EDIT: I guess not much MYI will reach the southern ESS, so it's more a matter of how soon the FYI there melts and exposes the thicker ice to direct melting from water and wave action.

dreesen said...

It seems like the extremist patrol has taken over the comments on Neven's ice thickness comments, questioning the accuracy of Piomas and saying the ice will go poof this year or next. I have to laugh at that. They're so obviously wrong

Nicky Sundt, WWF said...

Chris, you say: "It looks likely that by September Chukchi will be wholly ice free before the end of July." Do you mean "It looks likely that by September Chukchi will be wholly ice free"?

Nicky Sundt said...

...Or do you mean "It looks likely that the Chukchi will be wholly ice free before the end of July"?

Chris Reynolds said...

Nicky,

Thanks for catching that (I also had a duplicate graph!), the dangers of late night posting. I've now tidied it up. And yes, in my opinion, by the end of this month it is likely that Chukchi will be ice free.

Dreesen,

Yes it is rather tiresome. When the evidence doesn't go along with people's pre-suppositions, they question the evidence, and cast about for evidence that does support them.

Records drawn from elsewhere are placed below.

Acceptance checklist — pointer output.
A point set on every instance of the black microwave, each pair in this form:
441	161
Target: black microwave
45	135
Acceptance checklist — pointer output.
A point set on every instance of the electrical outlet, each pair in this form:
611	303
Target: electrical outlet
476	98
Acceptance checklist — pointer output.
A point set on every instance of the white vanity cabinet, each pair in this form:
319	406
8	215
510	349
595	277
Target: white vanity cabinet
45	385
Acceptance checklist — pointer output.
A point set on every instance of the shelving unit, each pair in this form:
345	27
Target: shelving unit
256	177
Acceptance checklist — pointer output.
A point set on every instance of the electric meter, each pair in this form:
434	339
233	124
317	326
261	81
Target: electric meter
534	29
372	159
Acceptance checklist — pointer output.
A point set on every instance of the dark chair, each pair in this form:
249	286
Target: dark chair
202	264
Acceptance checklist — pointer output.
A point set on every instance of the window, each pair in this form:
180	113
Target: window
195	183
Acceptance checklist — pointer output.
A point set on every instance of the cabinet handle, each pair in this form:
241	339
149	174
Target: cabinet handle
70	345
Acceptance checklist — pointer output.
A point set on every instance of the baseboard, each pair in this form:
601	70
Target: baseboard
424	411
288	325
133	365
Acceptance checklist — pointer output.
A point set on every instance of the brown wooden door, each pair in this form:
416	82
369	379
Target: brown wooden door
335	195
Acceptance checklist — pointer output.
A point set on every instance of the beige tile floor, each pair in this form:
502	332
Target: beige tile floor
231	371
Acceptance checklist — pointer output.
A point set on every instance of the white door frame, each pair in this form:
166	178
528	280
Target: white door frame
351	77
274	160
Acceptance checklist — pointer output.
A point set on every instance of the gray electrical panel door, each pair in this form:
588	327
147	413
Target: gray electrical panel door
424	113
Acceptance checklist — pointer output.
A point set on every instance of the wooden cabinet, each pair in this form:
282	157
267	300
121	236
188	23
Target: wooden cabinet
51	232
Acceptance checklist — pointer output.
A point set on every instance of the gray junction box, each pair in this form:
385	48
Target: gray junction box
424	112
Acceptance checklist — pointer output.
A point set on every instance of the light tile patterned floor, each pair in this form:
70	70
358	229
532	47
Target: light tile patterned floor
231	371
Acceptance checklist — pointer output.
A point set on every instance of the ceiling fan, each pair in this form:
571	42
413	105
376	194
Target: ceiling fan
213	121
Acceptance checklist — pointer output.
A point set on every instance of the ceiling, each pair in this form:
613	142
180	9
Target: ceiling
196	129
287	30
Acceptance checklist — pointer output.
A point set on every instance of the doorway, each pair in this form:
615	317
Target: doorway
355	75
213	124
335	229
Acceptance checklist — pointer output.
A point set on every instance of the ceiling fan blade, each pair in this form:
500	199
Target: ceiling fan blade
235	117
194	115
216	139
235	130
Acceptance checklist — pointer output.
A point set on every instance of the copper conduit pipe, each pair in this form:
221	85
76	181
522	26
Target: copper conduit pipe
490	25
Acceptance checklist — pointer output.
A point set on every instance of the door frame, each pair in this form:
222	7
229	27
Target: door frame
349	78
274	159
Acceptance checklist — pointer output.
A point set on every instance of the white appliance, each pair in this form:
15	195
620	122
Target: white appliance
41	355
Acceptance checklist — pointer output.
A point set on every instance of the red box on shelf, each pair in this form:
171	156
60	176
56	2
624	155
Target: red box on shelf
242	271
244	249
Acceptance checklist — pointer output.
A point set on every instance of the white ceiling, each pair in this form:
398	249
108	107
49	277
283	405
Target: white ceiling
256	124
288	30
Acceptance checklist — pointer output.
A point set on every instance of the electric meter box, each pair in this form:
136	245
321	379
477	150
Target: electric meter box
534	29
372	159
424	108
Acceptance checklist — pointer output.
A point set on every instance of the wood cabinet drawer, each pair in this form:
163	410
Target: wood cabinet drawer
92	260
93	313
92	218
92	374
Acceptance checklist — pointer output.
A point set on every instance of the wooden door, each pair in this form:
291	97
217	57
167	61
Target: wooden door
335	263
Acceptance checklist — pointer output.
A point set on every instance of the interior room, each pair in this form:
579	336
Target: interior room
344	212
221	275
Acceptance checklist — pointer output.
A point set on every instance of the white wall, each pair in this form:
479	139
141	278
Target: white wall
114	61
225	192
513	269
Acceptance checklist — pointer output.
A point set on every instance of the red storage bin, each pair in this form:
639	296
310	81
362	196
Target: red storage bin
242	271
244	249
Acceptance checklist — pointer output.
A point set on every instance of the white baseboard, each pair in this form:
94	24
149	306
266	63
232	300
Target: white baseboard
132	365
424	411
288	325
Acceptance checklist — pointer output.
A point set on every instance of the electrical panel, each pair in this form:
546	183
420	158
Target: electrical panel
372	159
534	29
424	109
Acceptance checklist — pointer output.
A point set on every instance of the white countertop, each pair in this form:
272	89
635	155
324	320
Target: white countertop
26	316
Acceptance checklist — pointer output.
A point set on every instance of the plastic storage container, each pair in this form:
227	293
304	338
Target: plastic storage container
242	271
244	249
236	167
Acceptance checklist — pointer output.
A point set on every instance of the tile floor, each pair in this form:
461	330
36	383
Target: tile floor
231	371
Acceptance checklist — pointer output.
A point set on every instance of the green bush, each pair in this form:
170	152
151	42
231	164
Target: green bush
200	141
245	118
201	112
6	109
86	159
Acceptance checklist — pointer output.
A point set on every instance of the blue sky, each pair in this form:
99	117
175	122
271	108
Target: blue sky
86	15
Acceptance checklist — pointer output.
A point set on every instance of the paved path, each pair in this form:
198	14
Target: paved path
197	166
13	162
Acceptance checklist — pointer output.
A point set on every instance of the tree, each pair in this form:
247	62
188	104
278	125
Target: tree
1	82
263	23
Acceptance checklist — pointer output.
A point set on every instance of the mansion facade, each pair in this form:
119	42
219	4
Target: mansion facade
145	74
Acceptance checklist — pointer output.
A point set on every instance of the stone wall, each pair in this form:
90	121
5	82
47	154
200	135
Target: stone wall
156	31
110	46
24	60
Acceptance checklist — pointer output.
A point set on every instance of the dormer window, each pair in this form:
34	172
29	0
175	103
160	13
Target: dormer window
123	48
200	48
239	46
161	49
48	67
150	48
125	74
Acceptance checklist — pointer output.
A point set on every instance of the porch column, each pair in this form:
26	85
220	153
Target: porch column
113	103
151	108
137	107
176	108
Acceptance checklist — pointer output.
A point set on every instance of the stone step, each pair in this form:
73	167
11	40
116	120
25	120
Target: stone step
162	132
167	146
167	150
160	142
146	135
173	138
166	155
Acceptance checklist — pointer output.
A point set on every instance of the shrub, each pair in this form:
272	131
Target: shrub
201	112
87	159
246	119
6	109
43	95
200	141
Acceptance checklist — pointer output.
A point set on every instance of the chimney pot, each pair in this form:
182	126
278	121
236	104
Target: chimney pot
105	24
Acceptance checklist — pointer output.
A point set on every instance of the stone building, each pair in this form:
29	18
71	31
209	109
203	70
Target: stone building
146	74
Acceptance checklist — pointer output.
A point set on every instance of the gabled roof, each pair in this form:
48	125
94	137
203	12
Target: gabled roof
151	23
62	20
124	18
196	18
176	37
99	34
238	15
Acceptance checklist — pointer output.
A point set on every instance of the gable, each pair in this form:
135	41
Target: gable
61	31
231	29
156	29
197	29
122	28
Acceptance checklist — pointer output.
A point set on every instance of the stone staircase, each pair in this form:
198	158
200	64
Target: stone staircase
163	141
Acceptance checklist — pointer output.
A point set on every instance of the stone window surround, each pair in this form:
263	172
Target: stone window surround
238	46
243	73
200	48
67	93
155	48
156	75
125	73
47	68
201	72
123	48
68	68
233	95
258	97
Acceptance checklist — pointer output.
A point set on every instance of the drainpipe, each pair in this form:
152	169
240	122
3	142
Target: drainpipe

Just three days away due to work, and things are looking really exciting.

Dreessen said...

Chris, thanks for the reply. July will definitely see big drop, but am I correct in thinking September probably won't come close to 2012? Anyway, thanks for standing up for me on the Neven blog. It gets frustrated dealing with the radical crowd. I also noticed George was saying the Navy model predicted a cliff dive on the ice in the next week or so. Your thoughts?

Chris Reynolds said...

Leaving aside the models, and looking at AMSR2 from Bremen, the pack is darkening markedly indicating lower concentration. Everything I'm seeing through to 22 June on GFS suggests to me that the summer AO pattern that dominated summers from 2007 to 2010 is back. I expect above average losses from now until later in August from Chukchi through to Laptev, at least until such seas become virtually ice free.

2007 and 2011 are easily attainable if current weather persists, and I would not rule out a minimum near 2012. What argues for a low probability of a 2012 type minimum is the drift age model(DAM).
ftp://ccar.colorado.edu/pub/tschudi/iceage/gifs/
Compare week 27 of this year with week 27 of 2012, this year has a lot more multi year (MYI) ice in the way. Weather might beat that, but it might not.

Leaving the DAM aside, as a model, consider ASCAT.
http://manati.star.nesdis.noaa.gov/ascat_images/ice_image/2012/
That's basically a radar, MYI shows as brighter white. Here is day 100 of 2012
http://manati.star.nesdis.noaa.gov/ascat_images/ice_image/2012/msfa-NHe-a-2012100.sir.gif
And day 100 of 2015.
http://manati.star.nesdis.noaa.gov/ascat_images/ice_image/msfa-NHe-a-2015100.sir.gif
This suggests two things (IMO):
1) The models, like DAM, PIOMAS, HYCOM, are right, there is more MYI in Beaufort and a greater export into Chukchi.
2) The models are right, there is more MYI off the Canadian Artic Archipelago (denser white).

The MYI in Chukchi might mean I am wrong in saying Chukchi will be virtually ice free by the end of this month. My guess is that with the weather Chukchi has had it for 2015.

dreesen said...

Chris,
Thanks for that.

dreesen said...

One more thing Chris,
What did you take from A4Real's post on methane?

Chris Reynolds said...

Sorry, which post?

dreesen said...

The one you left the comment on about the CH4

Chris Reynolds said...

Oh yes, of course. I guess that answers your question - I had forgotten about it.

dreesen said...

I just wanted to know what you thought about his conclusions on CH4 trends?

Chris Reynolds said...

IIRC, there are a few years of data from his source. One cannot say anything about a trend with a few years of data.

dreesen said...

My guess would be the increase in CH4 amounts over 2014 and 2015 is mainly due to wildfires and fracking. Would I be wrong in thinking that?